------
 
Welkom
------
Liturgie
------
Vorming
------
Historiek
------
Archief
------
Kalender
------




3 augustus 2008

Dominicus

Openingslied Lied 7: "Zomaar een dak...."

Rik Nuytten

Inleiding

Goede morgen,
De tekst van het openingslied drukt op een poëtische manier uit waar wij naar op zoek zijn als we hier samenkomen. We speuren naar tekenen van hoop en dageraad, wij zijn op zoek naar signalen die ons komen aangewaaid, wij gaan op zoek naar een oud en vergeten nieuw geheim.
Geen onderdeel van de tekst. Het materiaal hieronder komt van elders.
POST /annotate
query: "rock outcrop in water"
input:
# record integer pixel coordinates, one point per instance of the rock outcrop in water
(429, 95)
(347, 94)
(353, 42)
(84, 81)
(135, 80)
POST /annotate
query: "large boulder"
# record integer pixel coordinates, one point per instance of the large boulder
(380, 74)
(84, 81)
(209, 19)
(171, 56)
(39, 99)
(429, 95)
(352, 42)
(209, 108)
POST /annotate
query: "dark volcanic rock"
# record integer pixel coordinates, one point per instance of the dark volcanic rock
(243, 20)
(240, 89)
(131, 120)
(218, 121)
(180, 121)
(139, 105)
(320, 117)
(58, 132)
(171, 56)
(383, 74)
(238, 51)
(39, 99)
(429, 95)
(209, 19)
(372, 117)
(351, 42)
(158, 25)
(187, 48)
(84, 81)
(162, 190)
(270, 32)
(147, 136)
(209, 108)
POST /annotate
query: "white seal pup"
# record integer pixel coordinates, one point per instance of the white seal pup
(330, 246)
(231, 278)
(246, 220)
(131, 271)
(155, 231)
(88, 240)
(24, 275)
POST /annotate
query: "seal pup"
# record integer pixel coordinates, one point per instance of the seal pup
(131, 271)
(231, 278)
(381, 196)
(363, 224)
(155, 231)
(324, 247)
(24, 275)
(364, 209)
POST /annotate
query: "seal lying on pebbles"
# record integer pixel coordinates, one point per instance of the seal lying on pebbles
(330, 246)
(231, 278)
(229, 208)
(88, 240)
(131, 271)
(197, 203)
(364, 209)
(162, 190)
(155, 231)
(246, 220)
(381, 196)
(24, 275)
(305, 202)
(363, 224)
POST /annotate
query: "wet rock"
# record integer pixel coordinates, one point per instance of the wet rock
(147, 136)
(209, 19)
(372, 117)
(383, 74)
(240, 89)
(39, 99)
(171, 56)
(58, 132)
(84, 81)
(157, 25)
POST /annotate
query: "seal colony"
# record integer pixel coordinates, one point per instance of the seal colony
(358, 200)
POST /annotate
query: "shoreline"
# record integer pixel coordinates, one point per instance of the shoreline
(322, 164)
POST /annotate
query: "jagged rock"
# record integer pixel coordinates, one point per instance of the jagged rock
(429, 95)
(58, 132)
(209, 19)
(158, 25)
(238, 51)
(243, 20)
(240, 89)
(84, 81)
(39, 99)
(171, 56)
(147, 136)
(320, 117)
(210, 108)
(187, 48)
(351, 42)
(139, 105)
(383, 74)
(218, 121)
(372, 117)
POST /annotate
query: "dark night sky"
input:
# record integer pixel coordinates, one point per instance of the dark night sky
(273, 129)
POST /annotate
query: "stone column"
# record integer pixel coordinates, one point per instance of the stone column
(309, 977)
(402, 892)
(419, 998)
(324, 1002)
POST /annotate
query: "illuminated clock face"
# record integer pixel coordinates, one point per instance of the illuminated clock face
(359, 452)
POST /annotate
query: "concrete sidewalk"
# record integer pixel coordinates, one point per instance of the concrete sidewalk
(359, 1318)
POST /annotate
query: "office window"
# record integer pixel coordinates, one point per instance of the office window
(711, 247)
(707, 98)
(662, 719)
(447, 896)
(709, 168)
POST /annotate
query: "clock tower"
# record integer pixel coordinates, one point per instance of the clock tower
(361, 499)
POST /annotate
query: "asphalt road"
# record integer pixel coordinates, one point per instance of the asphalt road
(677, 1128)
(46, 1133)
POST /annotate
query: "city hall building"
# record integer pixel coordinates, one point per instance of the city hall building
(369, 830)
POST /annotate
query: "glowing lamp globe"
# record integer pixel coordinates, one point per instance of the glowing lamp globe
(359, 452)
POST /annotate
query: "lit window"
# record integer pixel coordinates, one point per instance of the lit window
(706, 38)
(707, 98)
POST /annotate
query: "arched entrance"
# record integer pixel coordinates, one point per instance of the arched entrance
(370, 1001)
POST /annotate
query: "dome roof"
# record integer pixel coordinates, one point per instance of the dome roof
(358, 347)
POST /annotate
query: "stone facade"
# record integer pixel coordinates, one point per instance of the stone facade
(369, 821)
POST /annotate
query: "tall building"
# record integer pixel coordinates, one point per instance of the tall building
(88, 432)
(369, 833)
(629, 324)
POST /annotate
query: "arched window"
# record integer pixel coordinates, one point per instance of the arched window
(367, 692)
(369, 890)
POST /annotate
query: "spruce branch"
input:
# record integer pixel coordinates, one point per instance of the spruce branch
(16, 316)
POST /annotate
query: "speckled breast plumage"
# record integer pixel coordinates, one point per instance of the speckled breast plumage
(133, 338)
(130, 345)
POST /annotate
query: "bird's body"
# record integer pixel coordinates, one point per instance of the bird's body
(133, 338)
Het is een grote vraag in onze tijd. Waarom gaan we op zondag nog naar de viering? En waarom gaan we naar Filosofenfontein? Is het omdat het dicht bij de deur is? Verschillende mensen komen van een stuk verder. Omdat de viering op een goed uur valt? Of is er iets meer? Als ik aan mensen uitleg waarom ik naar Filosofenfontein kom, dan zeg ik vaak dat ik iets aan de vieringen heb. Dat dit uur op zondag een bron is waar ik kom “bijtanken”; dat ik mijn verstand niet aan de deur moet achterlaten. En ik hoor dat ook van anderen. De vieringen hier hebben iets speciaals. Filosofenfontein is geen parochie, het is iets anders. Er is hier iets dat de mensen aantrekt.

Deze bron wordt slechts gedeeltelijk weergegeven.